Cien pensamientos corren en cien direcciones diferentes: ¿Qué tipo de flores? ¿Margaritas? ¿Lilas? ¿Como: “Cuando las lilas florecieron por última vez en el patio?» ¡El verano pasado pasé el cortacésped por encima de las flores de la Sra. Wilson, y debo admitir que olían bien! Seguro que me vendría bien un perrito caliente ahora mismo. Antes me gustaba el ketchup, pero ahora me gusta la mostaza. ¡Relish, mmm, a eso lo llamo darle una oportunidad a la paz! Oscuridad. ¿Como qué, un apagón? Esa tormenta del año pasado cortó la electricidad y nos quedamos sin cerillas, así que tuvimos que acercar una toalla de papel enrollada al quemador de la estufa para encender las velas. Me puse triste cuando Maddie tuvo que ser sacrificada. Era una gran perra y una buena amiga. ¿Pero un ser querido de verdad? Era demasiado joven cuando murió la abuela. Guerra, nadie quiere.
Armas. ¿Qué es esa cosa que usan, napalm? Gasolina gelatinosa. Napalmaron el pueblo de esa chica gritando y desnuda que corría hacia nosotros en esa foto de la revista
Afuera el mundo sigue girando. Nuestro planeta está cada vez más sobrecargado con la superpoblación, la extinción de especies animales y los productos químicos liberados por los combustibles fósiles. Nosotros, la gente, miramos pantallas: ordenadores, televisores y teléfonos; escuchamos iPods, paseamos con perros y bebés, con auriculares puestos. El tumultuoso torbellino de estímulos visuales y mentales nos pone en un estado relajante de tener menos pensamientos y menos ideas. No pensamos pensamientos a partir de la reflexión, sino que los pensamientos que surgen provienen de incursiones en nuestras vidas. Nosotros —y me incluyo a mí mismo— estamos practicando un patrón de evitación terminal. El resultado es menos conexión con la comunidad humana. Sin una reflexión activa y participativa, la pantalla se convierte en una opción por encima de un rostro humano, la guerra se convierte en una opción por encima de la paz, y las riquezas se convierten en una opción más atractiva por encima de una buena instrucción.

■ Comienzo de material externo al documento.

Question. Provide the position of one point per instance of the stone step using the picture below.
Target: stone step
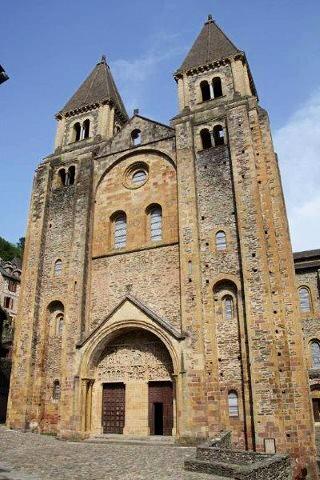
(125, 439)
(221, 470)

El mundo necesita desesperadamente el Meeting cuáquero. La meditación en grupo y la reflexión profunda pueden ayudar a cambiar nuestras mentes y a reconectar con la comunidad de humanos. El Meeting cuáquero facilita una sensibilidad a niveles más profundos de conciencia y abre un camino para interactuar armoniosamente con el mundo, e incluso expresar abiertamente perspectivas personales. Una cumbre mundial con un meeting como el Meeting cuáquero sin duda abriría más diálogo y ayudaría a encontrar más soluciones.
Sé que hay una Luz dentro de todos nosotros, y estoy bastante seguro de que hay ciertas cosas en las que todos los humanos estamos de acuerdo, pero que actualmente no estamos equipados para ver. Simplemente necesitamos encontrar el espacio donde las mentes empiezan a cambiar. Todo comienza con el silencio.